Note: Following packages are required to run the below report. plyr ggplot2 *scales
rm(list=ls())
require (plyr)
## Loading required package: plyr
require(ggplot2)
## Loading required package: ggplot2
require(scales)
## Loading required package: scales
MontyHall.Problem.Simulation <- function (noofgates, r, strategy)
{
dfmontymatrix <- data.frame(matrix(0 ,ncol = 6, nrow = r))
cnames <- c("Gatechosen", "PrizeGate","MontySelection","Strategy", "Result", "Noofsimulations")
colnames(dfmontymatrix) <- cnames
#noofgates <- 1:3
dfmontymatrix[, "Noofsimulations"] <- r # No of simulations.
for (ri in 1: r)
{
indexprize <- sample(noofgates, 1, replace = TRUE)
Gatechosen <- sample(noofgates, 1, replace = TRUE)
if(indexprize != Gatechosen)
{
MontySelection <- noofgates[-c(indexprize, Gatechosen)]
} else
{
MontySelection <- sample(noofgates[-c(indexprize, Gatechosen)], 1)
}
dfmontymatrix[ri, "Gatechosen"] <- Gatechosen
dfmontymatrix[ri, "PrizeGate"] <- indexprize
dfmontymatrix[ri, "MontySelection"] <- MontySelection
dfmontymatrix[ri, "Strategy"] <- sample(strategy, 1, replace = TRUE)
if (dfmontymatrix[ri,"Strategy"] == "stay")
{
if (dfmontymatrix[ri,"Gatechosen"] == dfmontymatrix[ri, "PrizeGate"])
{
dfmontymatrix[ri, "Result"] = "win"
}
else
{
dfmontymatrix[ri, "Result"] = "loss"
}
} else
{
if (dfmontymatrix[ri,"Gatechosen"] != dfmontymatrix[ri, "PrizeGate"])
{
dfmontymatrix[ri, "Result"] = "win"
}
else
{
dfmontymatrix[ri, "Result"] = "loss"
}
}
}
return (with (dfmontymatrix, table(Noofsimulations, Strategy, Result)))
}
Lets simulate the data with datapoints (1000, 10000, 20000)
r <- c( 1000, 10000, 20000)
noofgates <-1:3
strategy <- c("stay", "switch")
sampledata <- lapply(r, function(r) MontyHall.Problem.Simulation(noofgates, r, strategy))
final.output <- ldply (sampledata, data.frame)

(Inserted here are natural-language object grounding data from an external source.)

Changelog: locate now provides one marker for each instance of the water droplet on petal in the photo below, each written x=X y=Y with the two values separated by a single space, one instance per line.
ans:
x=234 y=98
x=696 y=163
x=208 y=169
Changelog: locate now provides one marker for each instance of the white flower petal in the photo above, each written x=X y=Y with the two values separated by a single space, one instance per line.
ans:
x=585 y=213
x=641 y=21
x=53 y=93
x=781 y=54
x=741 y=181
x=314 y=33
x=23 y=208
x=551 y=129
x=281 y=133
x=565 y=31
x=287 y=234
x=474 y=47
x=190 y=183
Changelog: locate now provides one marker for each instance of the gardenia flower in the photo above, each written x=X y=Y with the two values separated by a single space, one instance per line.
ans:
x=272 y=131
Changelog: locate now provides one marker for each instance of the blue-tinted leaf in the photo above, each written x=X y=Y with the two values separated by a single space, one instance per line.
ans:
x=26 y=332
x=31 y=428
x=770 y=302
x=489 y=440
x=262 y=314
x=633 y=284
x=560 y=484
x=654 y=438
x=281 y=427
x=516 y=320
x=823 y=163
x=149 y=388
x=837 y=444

final.output$Noofsimulations <- as.integer(as.character(final.output$Noofsimulations))
final.output <- mutate(final.output,
Percentage = percent(Freq/ Noofsimulations))
print (final.output)
## Noofsimulations Strategy Result Freq Percentage
## 1 1000 stay loss 318 31.8%
## 2 1000 switch loss 159 15.9%
## 3 1000 stay win 178 17.8%
## 4 1000 switch win 345 34.5%
## 5 10000 stay loss 3347 33.5%
## 6 10000 switch loss 1641 16.4%
## 7 10000 stay win 1625 16.2%
## 8 10000 switch win 3387 33.9%
## 9 20000 stay loss 6706 33.5%
## 10 20000 switch loss 3306 16.5%
## 11 20000 stay win 3324 16.6%
## 12 20000 switch win 6664 33.3%
ggplot(final.output, aes(Result,Freq, fill = Strategy ))+
geom_bar( stat = "identity")+
geom_text(aes(label = Percentage))+
facet_wrap(~Noofsimulations, scales = "free" )+
labs(title = "Analysis of strategies involved for Monty Hall problem ", y = "No of Simulations", x = "Strategy Result")
Lets do only for strategy = “switch”
strategy <- "switch"
sampledata <- lapply(r, function(r) MontyHall.Problem.Simulation(noofgates, r, strategy))
final.output <- ldply (sampledata, data.frame)
final.output$Noofsimulations <- as.integer(as.character(final.output$Noofsimulations))
final.output <- mutate(final.output,
Percentage = percent(Freq/ Noofsimulations))
ggplot(final.output, aes(Result,Freq, fill = Strategy ))+
geom_bar( stat = "identity")+
geom_text(aes(label = Percentage))+
facet_wrap(~Noofsimulations, scales = "free" )+
labs(title = "Analysis of switching strategy for Monty Hall problem ", y = "No of Simulations", x = "Strategy Result")
Lets do only for strategy = “stay”
strategy <- "stay"
sampledata <- lapply(r, function(r) MontyHall.Problem.Simulation(noofgates, r, strategy))
final.output <- ldply (sampledata, data.frame)
final.output$Noofsimulations <- as.integer(as.character(final.output$Noofsimulations))
final.output <- mutate(final.output,
Percentage = percent(Freq/ Noofsimulations))
ggplot(final.output, aes(Result,Freq, fill = Strategy ))+
geom_bar( stat = "identity")+
geom_text(aes(label = Percentage))+
facet_wrap(~Noofsimulations, scales = "free" )+
labs(title = "Analysis of not switching strategy for Monty Hall problem ", y = "No of Simulations", x = "Strategy Result")
Based on the above visualizations, Switching strategy has more chances to win than staying.